The court rejected the request to reopen the examination of evidence, saying that allegations in Khodorkovsky's report were not the subject of the case, Vytautas Joncas, the court's spokesman, told BNS.
Paleckis and Deimantas Bertauskas, a businessman, are standing trial on charges of spying for the benefit of a foreign country in an organized group. While the latter admits his guilt, the former politician denies any wrongdoing, saying he was conducting a journalistic investigation.
According to the Prosecutor General's Office, the defendants, acting in an organized group with a Russian intelligence officer and other Russian citizens, including one found guilty in the January 13, 1991 crackdown case, allegedly collected information of interest for Russian intelligence in Lithuania between February 2017 and October 2018 for monetary and other remuneration.

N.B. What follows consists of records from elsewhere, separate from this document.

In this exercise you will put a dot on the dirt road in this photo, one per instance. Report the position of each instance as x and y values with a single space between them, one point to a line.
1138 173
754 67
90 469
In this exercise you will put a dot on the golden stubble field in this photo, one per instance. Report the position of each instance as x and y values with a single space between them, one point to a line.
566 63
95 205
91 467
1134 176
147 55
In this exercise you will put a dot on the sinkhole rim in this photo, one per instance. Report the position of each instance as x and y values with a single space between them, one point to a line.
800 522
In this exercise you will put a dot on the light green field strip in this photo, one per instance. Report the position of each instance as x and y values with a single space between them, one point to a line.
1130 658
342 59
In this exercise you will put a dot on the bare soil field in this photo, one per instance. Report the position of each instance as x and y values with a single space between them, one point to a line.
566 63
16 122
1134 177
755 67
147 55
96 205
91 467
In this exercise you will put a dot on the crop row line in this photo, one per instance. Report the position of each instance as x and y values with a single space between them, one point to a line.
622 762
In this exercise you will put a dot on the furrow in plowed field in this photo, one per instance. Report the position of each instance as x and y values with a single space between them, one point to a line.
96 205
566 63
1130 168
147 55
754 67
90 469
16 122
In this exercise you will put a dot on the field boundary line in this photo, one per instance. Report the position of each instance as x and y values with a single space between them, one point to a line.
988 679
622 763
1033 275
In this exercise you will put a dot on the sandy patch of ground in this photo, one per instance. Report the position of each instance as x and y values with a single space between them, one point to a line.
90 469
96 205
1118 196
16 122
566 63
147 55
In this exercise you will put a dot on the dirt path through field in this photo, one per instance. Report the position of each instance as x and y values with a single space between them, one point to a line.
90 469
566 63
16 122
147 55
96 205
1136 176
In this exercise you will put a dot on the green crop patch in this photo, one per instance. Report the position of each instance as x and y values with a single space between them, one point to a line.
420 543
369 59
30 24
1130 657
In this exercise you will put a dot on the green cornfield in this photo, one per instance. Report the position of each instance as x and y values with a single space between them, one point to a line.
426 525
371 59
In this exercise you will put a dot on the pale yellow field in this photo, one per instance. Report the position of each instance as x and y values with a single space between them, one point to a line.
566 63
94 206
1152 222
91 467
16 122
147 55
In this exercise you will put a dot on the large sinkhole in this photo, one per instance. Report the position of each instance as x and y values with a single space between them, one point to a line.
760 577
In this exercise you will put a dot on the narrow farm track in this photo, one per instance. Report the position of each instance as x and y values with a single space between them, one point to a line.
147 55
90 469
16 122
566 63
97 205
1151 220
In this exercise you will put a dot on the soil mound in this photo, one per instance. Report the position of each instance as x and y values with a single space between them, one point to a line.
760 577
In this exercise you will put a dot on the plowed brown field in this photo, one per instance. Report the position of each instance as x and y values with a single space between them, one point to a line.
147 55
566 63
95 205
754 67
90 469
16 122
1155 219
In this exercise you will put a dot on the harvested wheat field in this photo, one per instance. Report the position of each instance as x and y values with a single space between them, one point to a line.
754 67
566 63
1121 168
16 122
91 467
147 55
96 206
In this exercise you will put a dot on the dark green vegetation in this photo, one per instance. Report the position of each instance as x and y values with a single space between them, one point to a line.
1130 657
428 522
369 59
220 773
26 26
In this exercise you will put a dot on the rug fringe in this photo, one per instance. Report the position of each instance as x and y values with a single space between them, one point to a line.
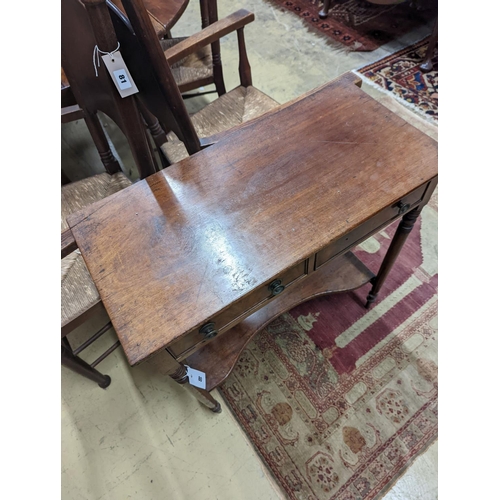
407 104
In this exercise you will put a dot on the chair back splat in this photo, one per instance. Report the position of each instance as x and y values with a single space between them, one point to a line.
80 33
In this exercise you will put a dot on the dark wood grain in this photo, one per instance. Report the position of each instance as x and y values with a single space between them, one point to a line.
68 243
82 28
164 12
218 357
193 240
208 35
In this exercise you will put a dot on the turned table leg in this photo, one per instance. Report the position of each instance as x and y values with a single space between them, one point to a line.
79 366
402 232
323 13
203 396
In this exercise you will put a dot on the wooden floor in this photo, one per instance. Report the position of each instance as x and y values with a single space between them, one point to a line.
145 436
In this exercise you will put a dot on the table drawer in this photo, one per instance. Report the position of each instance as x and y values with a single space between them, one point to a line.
231 316
370 226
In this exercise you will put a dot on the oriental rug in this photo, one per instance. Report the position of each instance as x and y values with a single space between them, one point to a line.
400 76
337 400
360 25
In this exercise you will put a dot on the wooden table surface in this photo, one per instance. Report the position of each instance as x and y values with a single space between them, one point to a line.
177 248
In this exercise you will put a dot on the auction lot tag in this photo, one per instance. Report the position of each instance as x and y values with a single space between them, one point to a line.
119 74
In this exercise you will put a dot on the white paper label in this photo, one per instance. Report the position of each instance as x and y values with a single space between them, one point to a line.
119 74
122 79
196 378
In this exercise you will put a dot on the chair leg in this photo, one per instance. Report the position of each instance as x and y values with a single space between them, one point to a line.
402 233
203 396
101 143
209 10
323 13
79 366
427 62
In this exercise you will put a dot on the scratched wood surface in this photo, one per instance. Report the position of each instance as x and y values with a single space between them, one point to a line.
184 244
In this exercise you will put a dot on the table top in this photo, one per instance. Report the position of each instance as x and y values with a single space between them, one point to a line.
175 249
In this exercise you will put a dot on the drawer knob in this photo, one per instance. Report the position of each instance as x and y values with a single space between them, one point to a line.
208 330
403 207
276 287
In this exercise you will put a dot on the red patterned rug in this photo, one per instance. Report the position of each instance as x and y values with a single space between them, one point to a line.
361 25
400 76
339 400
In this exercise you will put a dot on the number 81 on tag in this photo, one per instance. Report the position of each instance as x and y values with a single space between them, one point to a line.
122 79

"Other remuneration" included assistance in establishing contacts with representatives of a Russian political party to secure funding for one of the political parties registered in Lithuania, as well as assistance in establishing business ties.
Prosecutors say the defendants were also tasked with collecting information on officers and judges who worked on the January 13 case in Lithuania, and on other cases related to Russia's aggression in Lithuania in 1990-1991.
Among other things, the defendants allegedly had to find people working for Lithuanian institutions who would agree to provide false information to Lithuanian law enforcement institutions about the health state of Yuri Mel in exchange for unlawful monetary remuneration, in an attempt to replace his detention with a milder measure of restraint or improve his detention conditions.